Credit: Cincinnati - Circa February 2019: Uber Greenlight Hub. Uber Drivers can get in-person support at a Greenlight Hub I
The Fair Work Ombudsman has completed its investigation relating to Uber Australia Pty Ltd and its engagement of drivers.
Fair Work Ombudsman Sandra Parker said that inspectors examined a wide range of evidence, including drivers’ contracts, log on and log off records, interviews with drivers and Uber Australia, ABN documents, payment statements, banking records and pricing schedules.
“The weight of evidence from our investigation establishes that the relationship between Uber Australia and the drivers is not an employment relationship,” Ms Parker said. “For such a relationship to exist, the courts have determined that there must be, at a minimum, an obligation for an employee to perform work when it is demanded by the employer.

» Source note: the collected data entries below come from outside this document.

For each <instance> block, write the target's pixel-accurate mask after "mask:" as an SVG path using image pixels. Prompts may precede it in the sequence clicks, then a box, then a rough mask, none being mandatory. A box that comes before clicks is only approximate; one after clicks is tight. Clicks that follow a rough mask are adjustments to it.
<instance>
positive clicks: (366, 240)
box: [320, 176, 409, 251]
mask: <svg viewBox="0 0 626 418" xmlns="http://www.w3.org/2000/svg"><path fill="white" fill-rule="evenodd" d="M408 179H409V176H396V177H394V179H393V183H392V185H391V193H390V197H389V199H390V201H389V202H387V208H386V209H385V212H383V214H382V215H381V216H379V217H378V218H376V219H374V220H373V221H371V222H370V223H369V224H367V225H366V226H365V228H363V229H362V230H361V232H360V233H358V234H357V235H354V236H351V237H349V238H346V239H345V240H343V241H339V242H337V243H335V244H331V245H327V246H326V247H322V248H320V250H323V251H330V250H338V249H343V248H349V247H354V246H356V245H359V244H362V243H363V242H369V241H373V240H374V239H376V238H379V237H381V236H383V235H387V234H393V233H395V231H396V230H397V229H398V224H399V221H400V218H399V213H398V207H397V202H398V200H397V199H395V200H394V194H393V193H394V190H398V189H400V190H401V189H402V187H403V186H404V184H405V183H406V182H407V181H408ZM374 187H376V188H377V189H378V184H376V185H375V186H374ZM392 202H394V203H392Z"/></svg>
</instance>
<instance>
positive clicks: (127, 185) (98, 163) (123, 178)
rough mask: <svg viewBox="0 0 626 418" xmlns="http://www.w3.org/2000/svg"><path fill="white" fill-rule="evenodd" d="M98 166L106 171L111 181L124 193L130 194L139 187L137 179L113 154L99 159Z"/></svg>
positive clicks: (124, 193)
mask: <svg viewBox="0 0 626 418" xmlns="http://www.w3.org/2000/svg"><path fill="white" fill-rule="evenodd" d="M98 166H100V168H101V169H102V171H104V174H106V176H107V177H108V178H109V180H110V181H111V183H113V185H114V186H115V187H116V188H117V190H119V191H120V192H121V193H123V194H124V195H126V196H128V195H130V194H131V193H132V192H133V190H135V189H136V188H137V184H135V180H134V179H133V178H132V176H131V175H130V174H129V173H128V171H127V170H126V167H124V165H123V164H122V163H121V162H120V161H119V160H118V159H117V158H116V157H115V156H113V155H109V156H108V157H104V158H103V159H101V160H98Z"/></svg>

“Our investigation found that Uber Australia drivers are not subject to any formal or operational obligation to perform work.”
The FWO noted that Uber Australia drivers have control over whether, when, and for how long they perform work, on any given day or on any given week.
“Uber Australia does not require drivers to perform work at particular times and this was a key factor in our assessment that the commercial arrangement between the company and the drivers does not amount to an employment relationship,” Ms Parker said.
As a consequence, the Fair Work Ombudsman has stated that it will not take compliance action in relation to this matter.
“This investigation related solely to Uber Australia and was not an investigation of the gig economy more generally,” Ms Parker added.
The Fair Work Ombudsman has vowed to continue assessing allegations of non-compliance on a case-by-case basis against companies in the gig economy.